Statistics in the most liberal sense is a branch of science that pertains to data analysis. It has a clear history in academia that spans nearly a century, but many of its techniques are older than that. Mathematical demigod Carl Gauss invented the least squares algorithm in 1795 to calculate the orbits of planets. Imagine if he had been here today and said dismissively “statistics is nonsense, you’re just describing applied physics.” That wouldn’t sound quite right, because it’s not right! A field of study doesn’t own some mathematical method or other. I’d be willing to wager that modern physicists are more intimately familiar with the particulars of probability density functions than most statisticians. Does that mean that we need to master theoretical physics to understand the Weibull distribution?

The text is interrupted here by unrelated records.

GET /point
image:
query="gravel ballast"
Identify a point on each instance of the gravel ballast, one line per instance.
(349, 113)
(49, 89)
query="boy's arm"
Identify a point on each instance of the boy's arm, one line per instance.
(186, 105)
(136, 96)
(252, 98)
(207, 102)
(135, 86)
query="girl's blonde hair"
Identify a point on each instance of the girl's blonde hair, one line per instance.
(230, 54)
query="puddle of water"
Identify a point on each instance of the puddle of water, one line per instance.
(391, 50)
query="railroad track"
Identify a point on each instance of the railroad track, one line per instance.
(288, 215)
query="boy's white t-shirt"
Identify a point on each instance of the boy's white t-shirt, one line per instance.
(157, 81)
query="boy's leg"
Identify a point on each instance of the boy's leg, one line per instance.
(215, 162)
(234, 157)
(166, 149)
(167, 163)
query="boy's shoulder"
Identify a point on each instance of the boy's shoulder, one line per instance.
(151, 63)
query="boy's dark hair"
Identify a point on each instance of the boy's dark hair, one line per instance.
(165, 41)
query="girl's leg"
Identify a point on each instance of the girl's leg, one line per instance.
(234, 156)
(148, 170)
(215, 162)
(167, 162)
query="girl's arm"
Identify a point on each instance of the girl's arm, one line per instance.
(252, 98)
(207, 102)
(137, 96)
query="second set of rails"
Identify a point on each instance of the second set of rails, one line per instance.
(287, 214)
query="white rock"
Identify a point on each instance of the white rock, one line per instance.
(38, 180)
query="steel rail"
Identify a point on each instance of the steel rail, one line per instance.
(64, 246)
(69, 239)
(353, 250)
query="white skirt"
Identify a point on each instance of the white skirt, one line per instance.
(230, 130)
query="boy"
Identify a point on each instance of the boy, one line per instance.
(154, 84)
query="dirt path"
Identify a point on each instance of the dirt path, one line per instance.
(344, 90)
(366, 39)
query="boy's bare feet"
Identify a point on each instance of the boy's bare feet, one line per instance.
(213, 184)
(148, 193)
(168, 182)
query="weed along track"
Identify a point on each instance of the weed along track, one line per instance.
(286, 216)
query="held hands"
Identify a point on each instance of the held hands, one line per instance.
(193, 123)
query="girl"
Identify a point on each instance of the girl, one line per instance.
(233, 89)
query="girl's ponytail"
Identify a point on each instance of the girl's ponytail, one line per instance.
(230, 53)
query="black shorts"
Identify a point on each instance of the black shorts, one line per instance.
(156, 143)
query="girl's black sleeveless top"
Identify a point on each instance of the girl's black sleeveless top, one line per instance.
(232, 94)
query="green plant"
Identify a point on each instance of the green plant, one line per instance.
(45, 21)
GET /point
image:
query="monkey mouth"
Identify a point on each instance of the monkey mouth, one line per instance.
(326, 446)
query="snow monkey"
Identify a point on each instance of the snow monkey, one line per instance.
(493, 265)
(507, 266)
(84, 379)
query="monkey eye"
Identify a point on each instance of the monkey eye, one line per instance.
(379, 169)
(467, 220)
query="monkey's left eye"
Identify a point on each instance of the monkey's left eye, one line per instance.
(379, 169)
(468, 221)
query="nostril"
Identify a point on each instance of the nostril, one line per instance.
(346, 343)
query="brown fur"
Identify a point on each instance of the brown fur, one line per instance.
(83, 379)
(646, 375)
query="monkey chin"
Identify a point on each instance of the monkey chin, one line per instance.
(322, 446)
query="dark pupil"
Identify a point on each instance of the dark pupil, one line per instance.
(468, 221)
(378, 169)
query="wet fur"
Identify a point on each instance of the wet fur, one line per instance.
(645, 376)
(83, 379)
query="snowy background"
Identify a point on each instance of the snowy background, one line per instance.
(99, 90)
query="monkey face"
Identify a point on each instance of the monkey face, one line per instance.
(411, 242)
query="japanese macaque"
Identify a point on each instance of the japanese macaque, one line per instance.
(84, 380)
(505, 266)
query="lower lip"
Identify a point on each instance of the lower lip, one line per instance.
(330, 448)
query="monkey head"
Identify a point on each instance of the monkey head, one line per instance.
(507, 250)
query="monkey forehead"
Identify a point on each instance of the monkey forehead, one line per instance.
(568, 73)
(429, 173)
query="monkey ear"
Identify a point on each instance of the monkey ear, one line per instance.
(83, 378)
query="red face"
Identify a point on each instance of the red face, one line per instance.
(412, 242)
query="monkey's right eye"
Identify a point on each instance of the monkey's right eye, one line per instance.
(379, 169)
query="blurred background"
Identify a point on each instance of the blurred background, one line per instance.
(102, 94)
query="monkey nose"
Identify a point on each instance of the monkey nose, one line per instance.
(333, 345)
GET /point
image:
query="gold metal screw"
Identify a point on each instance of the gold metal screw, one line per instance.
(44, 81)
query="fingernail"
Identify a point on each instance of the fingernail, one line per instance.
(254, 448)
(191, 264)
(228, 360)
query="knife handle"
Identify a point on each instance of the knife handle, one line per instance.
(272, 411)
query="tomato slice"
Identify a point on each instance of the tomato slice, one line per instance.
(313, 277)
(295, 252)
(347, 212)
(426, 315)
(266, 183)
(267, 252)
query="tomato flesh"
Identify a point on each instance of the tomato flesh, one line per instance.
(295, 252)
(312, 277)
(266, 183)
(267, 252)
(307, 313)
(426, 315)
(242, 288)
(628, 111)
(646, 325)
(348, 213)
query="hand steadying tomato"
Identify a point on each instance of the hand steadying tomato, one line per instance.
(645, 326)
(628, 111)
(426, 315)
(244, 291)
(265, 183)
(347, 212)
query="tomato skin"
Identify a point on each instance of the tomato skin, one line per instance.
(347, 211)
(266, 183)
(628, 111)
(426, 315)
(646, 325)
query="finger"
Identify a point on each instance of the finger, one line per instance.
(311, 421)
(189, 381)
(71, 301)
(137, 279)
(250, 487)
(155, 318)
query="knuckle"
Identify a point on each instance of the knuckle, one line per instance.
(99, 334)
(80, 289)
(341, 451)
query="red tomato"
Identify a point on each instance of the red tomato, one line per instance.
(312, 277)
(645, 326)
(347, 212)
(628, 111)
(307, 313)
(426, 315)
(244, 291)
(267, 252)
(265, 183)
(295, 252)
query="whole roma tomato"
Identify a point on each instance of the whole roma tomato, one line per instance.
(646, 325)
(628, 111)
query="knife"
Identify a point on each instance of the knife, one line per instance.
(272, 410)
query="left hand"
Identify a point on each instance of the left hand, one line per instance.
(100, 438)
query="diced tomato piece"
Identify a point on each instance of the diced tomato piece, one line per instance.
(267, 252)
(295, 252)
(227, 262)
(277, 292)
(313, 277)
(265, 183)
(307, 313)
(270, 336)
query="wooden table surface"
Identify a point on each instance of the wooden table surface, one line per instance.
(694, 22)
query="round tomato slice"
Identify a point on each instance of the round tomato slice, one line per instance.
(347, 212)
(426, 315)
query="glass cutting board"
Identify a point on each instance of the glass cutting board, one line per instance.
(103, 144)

Of course not. The takeaway here is that statistics is not some monolithic body of knowledge as much as an active field of scientific study with a distinguished history. By extension, what actually differentiates statistics it from data science is the aim of the community more than anything else.
Esteemed scientist Leo Breiman elucidated on this in a 2001 paper that was remarkably ahead of its time:

  • Statistics assumes that data is generated by a stochastic model and this hypothesis must be tested.
  • Data Science treats data mechanisms as complex and a hypothesis is generated algorithmically.

I find the distinction to be valid in a broad sense, and regularly meet high level statisticians that view deep learning as a “hack”. Notwithstanding my own opinion, the criteria for any field of science is to produce results. During the AI winter of the 80s and 90s, the computational complexity of non-linear non-convex loss functions made it practically impossible to test advanced learning theories empirically, but that’s not the case anymore. Despite claiming machine learning as its own, the statistics community has yet to produce theoretical foundations even for simple things like learning halfspaces with SVMs, much less deep learning.
It is not without a stroke of irony given how many self-expressed statistics practitioners wish to position it as being a pure and mathematical field, whereas data science is some sort of fumbling engineering discipline. It only takes a cursory glance at the papers presented at NIPS and ICML to understand that the data science has a strong foundation in mathematics, and needs no “assistance” in finding provably efficient solutions to unresolved learning problems.
Throughout history, the field of statistics has made great and valuable contributions to data analysis, probability theory, and much more. What the future has in store for it as a scientific community though, seems uncertain. Meanwhile, the explosive growth of data science has only just begun.